Following the design of write ahead logging in database systems, RVM supports transactional logic by allowing processes to begin a transaction in a mapped region, execute any number of updates, and then end the transaction. RVM ensures that the log will be persisted to disk and in case of a crash, the log can be used to redo operations on data stored in the external segment.
By providing this simple interface and easily understandable architecture, RVM easily enables other higher level application logic to be built such as support for nested transactions or distributed transactions involving two phase commit. Moreover, it is portable to a range of different operating systems, and poses little cognitive burden for application developers.
Due to RVM being linked as a library to applications, all processes using RVM have a separate logging infrastructure. In a system where multiple of these processes exist and the underlying filesystem is not log structured, this can lead to degradation of performance due to higher disk latencies.

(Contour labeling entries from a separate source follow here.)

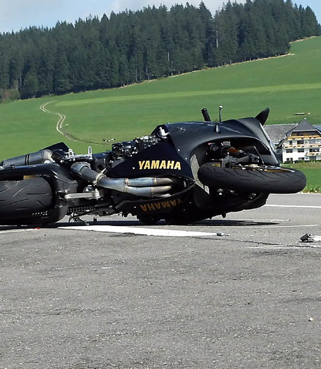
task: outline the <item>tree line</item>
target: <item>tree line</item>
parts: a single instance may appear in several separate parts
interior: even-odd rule
[[[109,88],[286,53],[320,33],[309,7],[291,0],[202,2],[111,13],[0,35],[0,99]]]

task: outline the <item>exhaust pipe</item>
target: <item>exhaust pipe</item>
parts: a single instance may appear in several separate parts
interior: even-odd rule
[[[43,164],[46,163],[54,163],[54,160],[52,158],[53,153],[51,150],[47,149],[37,151],[36,153],[31,153],[27,155],[17,156],[4,160],[0,163],[0,166],[6,169],[11,168],[12,166],[15,167],[24,167],[26,165],[32,165],[33,164]]]
[[[172,178],[110,178],[102,173],[92,170],[88,163],[75,163],[70,169],[80,178],[94,185],[143,197],[164,196],[176,183]]]

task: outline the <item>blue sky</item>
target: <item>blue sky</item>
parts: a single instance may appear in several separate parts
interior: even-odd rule
[[[200,1],[190,0],[188,2],[197,6]],[[245,0],[236,1],[244,3]],[[212,13],[224,2],[224,0],[204,0]],[[158,7],[162,4],[170,7],[175,4],[186,3],[186,1],[180,0],[0,0],[0,32],[19,31],[30,26],[52,27],[58,21],[73,23],[89,15],[101,17],[105,13],[109,16],[112,11],[117,13],[126,9],[141,9],[147,5],[154,5]],[[292,3],[301,4],[304,8],[309,6],[321,23],[320,0],[292,0]]]

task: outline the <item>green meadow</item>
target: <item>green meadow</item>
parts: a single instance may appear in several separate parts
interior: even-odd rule
[[[268,124],[308,120],[321,124],[321,37],[291,44],[279,57],[208,69],[109,90],[19,100],[0,105],[0,160],[63,141],[78,153],[109,147],[104,140],[147,135],[164,122],[256,115],[267,106]],[[44,103],[51,113],[40,109]],[[56,130],[59,116],[66,118]],[[70,139],[69,138],[72,138]]]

Instead, support could be added for a central log for processes using RVM in some file or disk partition.
This paper follows the Unix tradition of simplicity and clean interfaces, and in that respect alone is very impactful. It stands in stark contrast to the complex, monolithic HP AutoRAID system, and instead speaks to the power of simple, understandable code in systems design. Whether or not RVM is now widely used, we should always strive to design systems with the same principles used in the RVM paper.